The Canadian dollar CADUSD weakened against its U.S. counterpart on Friday as data showed the Canadian economy adding far fewer jobs than expected and the prospect of aggressive interest rate hikes by the Federal Reserve continued to weigh on investor sentiment.
The loonie fell 0.6% to 1.2905 to the greenback, or 77.49 U.S. cents, after trading in a range of 1.2815 to 1.2910.
On Monday, the currency touched its lowest level in more than four months at 1.2913. For the week, it fell 0.4%, its sixth straight week of declines.
“Weaker-than-expected Canadian April payroll data has been amplified by a continued selloff in stocks,” said George Davis, chief technical strategist at RBC Capital Markets. “With the risk backdrop worsening, we have seen broad-based USD strength.”
Canada added a modest 15,300 jobs in April, compared with estimates for a 55,000 gain, though the unemployment rate inched down to record low of 5.2% and the labor market remained very tight.

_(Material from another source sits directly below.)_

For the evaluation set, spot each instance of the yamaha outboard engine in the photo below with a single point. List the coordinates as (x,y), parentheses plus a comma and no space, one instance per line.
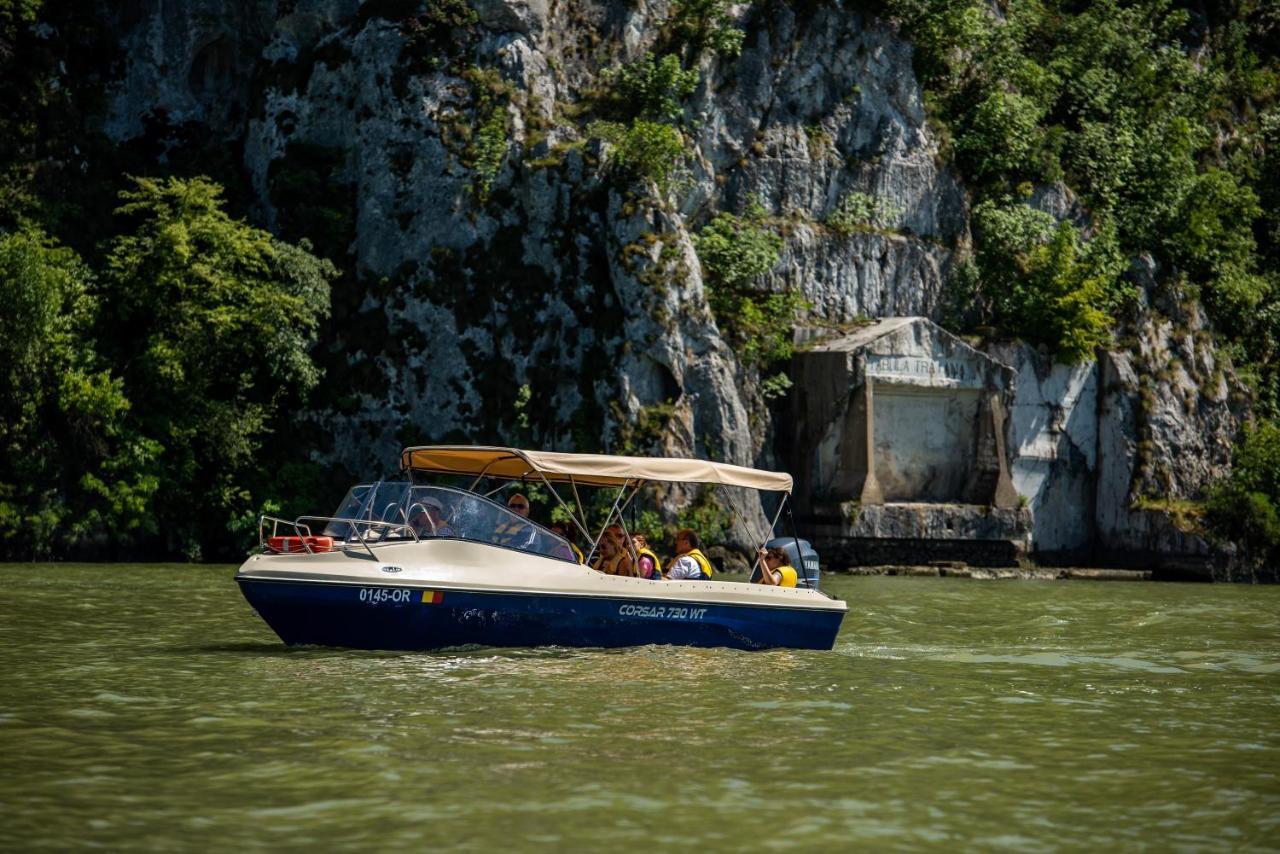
(805,560)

Meanwhile, U.S. data showed job growth increased more than expected in April, fueling investor worries of aggressive interest rate hikes to tame surging inflation.
U.S. stock indexes fell for a second straight day, while the price of oil, one of Canada’s major exports, settled 1.4% higher at $109.77 a barrel. Impending European Union sanctions on Russian oil raised the prospect of tighter crude supplies.
Canadian government bond yields rose across a steeper curve, tracking the move in U.S. Treasuries. The 10-year rose 6.1 basis points to 3.088%, the highest since July 2011.